Distiller model

[source]

Distiller class

keras.distillation.Distiller(
    teacher,
    student,
    distillation_losses,
    distillation_loss_weights=None,
    student_loss_weight=0.5,
    name="distiller",
    **kwargs
)

Distillation model for transferring knowledge from teacher to student.

Knowledge distillation transfers knowledge from a large, complex model (teacher) to a smaller, simpler model (student). The student learns from both ground truth labels and the teacher's predictions, often achieving better performance than training on labels alone.

Arguments

  • teacher: A trained keras.Model that serves as the knowledge source. The teacher model is frozen during distillation.
  • student: A keras.Model to be trained through distillation.
  • distillation_losses: List of distillation losses to apply. Can be a single distillation loss or a list of distillation losses like keras.distillation.LogitsDistillation, keras.distillation.FeatureDistillation, or custom distillation losses.
  • distillation_loss_weights: List of weights for each distillation loss. Must have the same length as distillation_losses. If None, equal weights are used.
  • student_loss_weight: Weight for the student's supervised loss component. Must be between 0 and 1. Defaults to 0.5.
  • name: Name for the distiller model. Defaults to "distiller".
  • **kwargs: Additional keyword arguments passed to the parent Model class.

Attributes

  • student: The student model being trained. Access this to get the trained student model for independent use after distillation training.
  • teacher: The teacher model providing knowledge. This model is frozen during training.

Examples

# Basic distillation with KerasHub models
import keras_hub as hub

teacher = hub.models.CausalLM.from_preset("gemma_2b_en")
student = hub.models.CausalLM.from_preset(
    "gemma_1.1_2b_en", load_weights=False
)

# Single distillation loss
distiller = Distiller(
    teacher=teacher,
    student=student,
    distillation_losses=LogitsDistillation(temperature=3.0),
)

# Compile the distiller (like any Keras model)
distiller.compile(
    optimizer='adam',
    loss='sparse_categorical_crossentropy',
    metrics=['accuracy']
)

# Train the distiller
distiller.fit(x_train, y_train, epochs=10)

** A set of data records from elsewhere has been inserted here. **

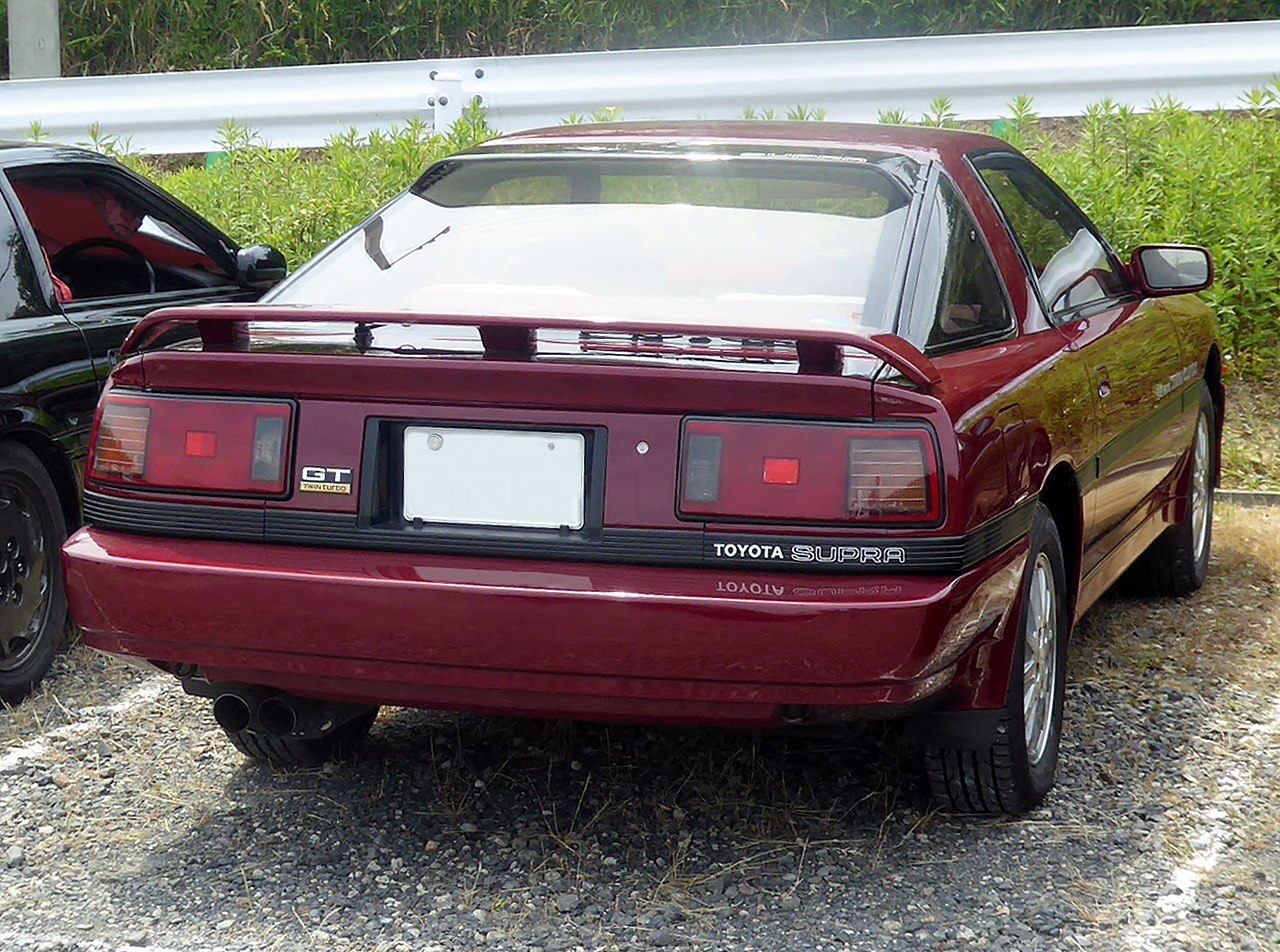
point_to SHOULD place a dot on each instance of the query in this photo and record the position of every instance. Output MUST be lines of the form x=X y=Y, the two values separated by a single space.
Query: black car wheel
x=32 y=603
x=1176 y=563
x=1016 y=770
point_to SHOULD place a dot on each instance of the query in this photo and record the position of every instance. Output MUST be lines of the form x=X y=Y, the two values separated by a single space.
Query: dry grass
x=1230 y=630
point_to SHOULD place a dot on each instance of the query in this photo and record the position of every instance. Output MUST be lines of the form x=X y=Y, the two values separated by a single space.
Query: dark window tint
x=1073 y=266
x=19 y=287
x=959 y=298
x=741 y=241
x=105 y=238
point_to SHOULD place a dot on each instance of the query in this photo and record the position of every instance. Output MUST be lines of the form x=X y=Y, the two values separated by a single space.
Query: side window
x=1072 y=265
x=19 y=287
x=103 y=239
x=959 y=298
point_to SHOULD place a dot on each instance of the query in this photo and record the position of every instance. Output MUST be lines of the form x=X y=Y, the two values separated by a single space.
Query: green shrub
x=1175 y=175
x=301 y=201
x=128 y=36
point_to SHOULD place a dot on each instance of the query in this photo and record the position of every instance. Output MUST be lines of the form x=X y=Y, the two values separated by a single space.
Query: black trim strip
x=184 y=520
x=695 y=548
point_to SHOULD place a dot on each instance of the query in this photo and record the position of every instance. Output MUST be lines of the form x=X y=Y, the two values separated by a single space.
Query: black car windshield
x=750 y=241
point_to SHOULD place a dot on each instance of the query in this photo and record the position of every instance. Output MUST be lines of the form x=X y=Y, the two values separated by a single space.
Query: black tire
x=293 y=753
x=1176 y=563
x=1016 y=770
x=32 y=600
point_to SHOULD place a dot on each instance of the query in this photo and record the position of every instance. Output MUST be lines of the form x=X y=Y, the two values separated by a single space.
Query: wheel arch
x=1217 y=393
x=60 y=471
x=1060 y=493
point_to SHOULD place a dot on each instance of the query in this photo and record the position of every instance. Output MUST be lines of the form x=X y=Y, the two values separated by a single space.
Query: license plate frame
x=494 y=477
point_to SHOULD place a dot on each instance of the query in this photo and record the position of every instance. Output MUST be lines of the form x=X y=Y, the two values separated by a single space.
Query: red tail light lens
x=809 y=472
x=191 y=443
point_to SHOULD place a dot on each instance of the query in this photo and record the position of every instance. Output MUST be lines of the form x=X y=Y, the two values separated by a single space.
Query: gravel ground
x=129 y=822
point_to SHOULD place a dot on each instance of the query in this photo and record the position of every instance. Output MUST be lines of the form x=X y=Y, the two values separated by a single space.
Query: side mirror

# Access the trained student model
trained_student = distiller.student

# Multiple distillation losses
distiller = Distiller(
    teacher=teacher,
    student=student,
    distillation_losses=[
        LogitsDistillation(temperature=3.0),
        FeatureDistillation(
            teacher_layer_name="dense_1",
            student_layer_name="dense_1"
        )
    ],
    distillation_loss_weights=[1.0, 0.5],
)

# Compile with custom settings
distiller.compile(
    optimizer='adam',
    loss='sparse_categorical_crossentropy',
    metrics=['accuracy']
)